NLB

SC Langenthal gegen Thurgau: Captain und das Spiel verloren

Langenthals Stürmer Nico Dünner (2. von links) setzt sich gegen die Thurgauer Defensive durch und erzielt das 1:3.

Langenthals Stürmer Nico Dünner (2. von links) setzt sich gegen die Thurgauer Defensive durch und erzielt das 1:3.

Der SC Langenthal unterliegt zuhause Thurgau mit 4:5 nach Penaltyschiessen. Langenthals Captain Stefan Tschannen wurde nach einem Check zur Untersuchung ins Spital gebracht.

Es hätte kaum schlechter laufen können. Der SC Langenthal hat gestern Abend zu Beginn möglicherweise die schlechteste Leistung der Saison gezeigt. Gegen Hockey Thurgau – ein höchstens durchschnittliches NLB-Team – haben die Langenthaler im ersten Abschnitt kaum eine Scheibe auf das gegnerische Tor gespielt. Im Gegenteil: Die Ostschweizer erzielten drei Treffer, worauf die Oberaargauer keine Reaktion zeigten. Mehr noch: es war keine Energie, kein Wille und keine Entrüstung zu sehen. Kurz vor den Playoffs schien der SCL diese Niederlage hinzunehmen, als würde er im ersten Saisonspiel einen unangenehmen, aber verkraftbaren Fehlstart erleiden.

Die Partie wurde ab dem Mitteldrittel gehässiger. Wegen harten Checks und Rangeleien wurden zahlreiche Strafen ausgesprochen. Dann folgte die für den SC Langenthal fatale 30. Minute: Thurgaus Simon Sterchi, der bereits wegen übertriebener Härte aufgefallen war, checkte Stefan Tschannen rüde in die Bande. Der SCL-Captain schien darauf nicht gefasst zu sein und krümmte sich anschliessend am Boden vor Schmerzen. Vincenzo Küng knöpfte sich den Übeltäter vor und prügelte auf ihn ein. Die Folgen: Stefan Tschannen wurde wegen Verdacht auf eine grobe Verletzung ins Spital gebracht, Küng erhielt eine kleine Bankstrafe und Sterchi wurde unter lauten Pfiffen unter die Dusche geschickt.

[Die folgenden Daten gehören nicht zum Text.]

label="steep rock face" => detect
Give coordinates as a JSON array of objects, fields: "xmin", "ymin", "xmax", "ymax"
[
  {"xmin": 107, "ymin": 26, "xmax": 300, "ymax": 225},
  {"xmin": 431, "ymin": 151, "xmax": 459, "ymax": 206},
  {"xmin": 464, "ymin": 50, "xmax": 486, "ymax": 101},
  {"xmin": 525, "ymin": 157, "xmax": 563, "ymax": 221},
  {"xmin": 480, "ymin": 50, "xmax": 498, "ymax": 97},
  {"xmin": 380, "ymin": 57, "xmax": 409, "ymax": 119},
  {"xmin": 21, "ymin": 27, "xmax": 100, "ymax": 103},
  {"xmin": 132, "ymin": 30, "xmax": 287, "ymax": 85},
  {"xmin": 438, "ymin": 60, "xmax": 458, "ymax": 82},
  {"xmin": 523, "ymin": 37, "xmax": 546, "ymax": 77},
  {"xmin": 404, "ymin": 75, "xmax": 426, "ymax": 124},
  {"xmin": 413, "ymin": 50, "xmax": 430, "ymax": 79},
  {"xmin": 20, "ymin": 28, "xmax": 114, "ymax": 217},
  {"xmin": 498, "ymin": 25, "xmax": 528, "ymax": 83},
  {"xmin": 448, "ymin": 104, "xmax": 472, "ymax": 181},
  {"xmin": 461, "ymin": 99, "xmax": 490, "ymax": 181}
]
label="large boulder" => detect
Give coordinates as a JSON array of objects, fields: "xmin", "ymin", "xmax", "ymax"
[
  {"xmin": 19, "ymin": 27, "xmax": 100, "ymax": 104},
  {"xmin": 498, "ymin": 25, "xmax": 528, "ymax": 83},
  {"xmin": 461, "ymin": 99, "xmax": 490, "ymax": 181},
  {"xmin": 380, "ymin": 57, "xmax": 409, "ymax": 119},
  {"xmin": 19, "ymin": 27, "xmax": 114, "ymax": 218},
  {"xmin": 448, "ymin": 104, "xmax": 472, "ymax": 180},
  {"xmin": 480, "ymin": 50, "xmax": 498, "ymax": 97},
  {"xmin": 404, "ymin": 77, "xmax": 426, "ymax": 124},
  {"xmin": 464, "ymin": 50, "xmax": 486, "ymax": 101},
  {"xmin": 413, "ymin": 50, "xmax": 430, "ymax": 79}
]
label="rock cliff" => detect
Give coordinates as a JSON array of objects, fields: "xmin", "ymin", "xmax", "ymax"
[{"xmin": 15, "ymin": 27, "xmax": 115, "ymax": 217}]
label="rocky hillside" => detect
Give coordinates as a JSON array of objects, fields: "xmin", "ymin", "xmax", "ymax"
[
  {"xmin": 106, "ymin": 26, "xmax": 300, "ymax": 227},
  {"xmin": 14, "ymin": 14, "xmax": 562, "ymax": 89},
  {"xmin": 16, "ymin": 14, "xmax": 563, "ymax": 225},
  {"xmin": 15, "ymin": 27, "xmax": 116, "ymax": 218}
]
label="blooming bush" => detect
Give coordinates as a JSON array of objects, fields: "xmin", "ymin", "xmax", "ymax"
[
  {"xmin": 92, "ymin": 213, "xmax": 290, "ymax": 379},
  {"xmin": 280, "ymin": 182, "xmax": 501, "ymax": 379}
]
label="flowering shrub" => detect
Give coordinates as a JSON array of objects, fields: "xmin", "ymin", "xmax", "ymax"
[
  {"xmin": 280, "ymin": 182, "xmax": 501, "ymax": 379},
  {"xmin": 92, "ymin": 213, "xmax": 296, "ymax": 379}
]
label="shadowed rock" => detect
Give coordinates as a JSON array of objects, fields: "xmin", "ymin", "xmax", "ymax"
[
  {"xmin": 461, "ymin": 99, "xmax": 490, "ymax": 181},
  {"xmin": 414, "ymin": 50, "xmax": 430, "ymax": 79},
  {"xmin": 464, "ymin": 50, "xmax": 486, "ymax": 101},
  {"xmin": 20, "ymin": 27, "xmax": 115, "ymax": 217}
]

Mit dieser Situation veränderte sich das ganze Spiel: Langenthal agierte nun mit der Wut im Bauch, zeigte Energie und Wille und drückte nach vorne. Im fünfminütigen Powerplay folgte für die mittlerweile spielbestimmende Mannschaft das 1:3 durch Nico Dünner. Im letzten Abschnitt verkürzte Brent Kelly in Überzahl auf 2:3 – kurz, nachdem sich die beiden Trainer Mario Kogler und Jason O’Leary an der Bande ein lautes Wortgefecht geliefert haben.

Ein passendes Ende

Es war dann ausgerechnet Joel Fröhlicher, der zu Beginn der Partie als Center auflaufen musste und später wieder wie üblich als Verteidiger spielte, der den Ausgleich herstellte. Er bereitete das 3:3 gleich selbst vor und verwertete den Abpraller erfolgreich. Die Fortsetzung schien danach logisch: In der 54. Minute gingen die Langenthaler durch Brent Kellys nächstem Überzahltreffer, der erst nach dem Video-Studium der Schiedsrichter anerkannt wurde, erstmals in Führung. Weil aber dem Thurgauer Kevin Rohner 79 Sekunden vor Schluss der neuerliche Ausgleich gelang, ging die ungewöhnliche Partie erst in die Verlängerung und später ins Penaltyschiessen – dem dritten in Serie für den SC Langenthal.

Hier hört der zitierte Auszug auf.